На очередной остановке конвой вытащил из вагона Короля Лира.
— Еще одним бедолагой меньше, — пробасил Мякишев в мертвой тишине.
— Но за нами еще два письма, — сказал я, чтобы сбить, отогнать гнетущее настроение.
— Еще два? Кому же?
— Двум мерзавцам: тестю Коли Бакина и начальнику Пиккиева.
— Верно, Митя. Пиши.
Я пишу письмо в трех экземплярах, потом другое, тоже в трех. «Знайте, что мы, товарищи по несчастью, не простим вашей подлости. Помните: рано или поздно мы вернемся и потребуем от вас ответа за преступление».
Снова заспорили: подписывать или пустить так? Эти подонки получат письмо и донесут, им не привыкать.
— Ответим, если придется. Семь бед — один ответ. В благородном деле все должно быть честно, чисто.
Все согласились с Зиминым, и затем долго продолжалась процедура подписания.
Когда вагон тронулся, я, выждав немного, выбросил из окошка один за другим шесть треугольников.
В вагоне, несмотря ни на что, я много думал о своем призвании.

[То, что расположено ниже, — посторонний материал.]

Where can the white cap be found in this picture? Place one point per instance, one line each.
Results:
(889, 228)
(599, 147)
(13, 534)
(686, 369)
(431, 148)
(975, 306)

Вспоминал о беседах с отцом, убежденно твердившим: «В искусстве нельзя без глубокого знания жизни».
Чтобы развлечь товарищей, я копировал Агошина с его куском масла на капоте, товароведа Петреева, пытающегося «списать» целиком Мосторг. Аплодисменты грохотали, как в настоящем театре. Со всех сторон кричали: «Ты настоящий артист, Митя!»
Я-то знал, далеко мне до артиста. К самодеятельности в школе и на заводе прибавилась самодеятельность в тюрьме, только и всего. Петро точно заметил: «Мы с тобой народные артисты в масштабе вагона с решеткой и парашей».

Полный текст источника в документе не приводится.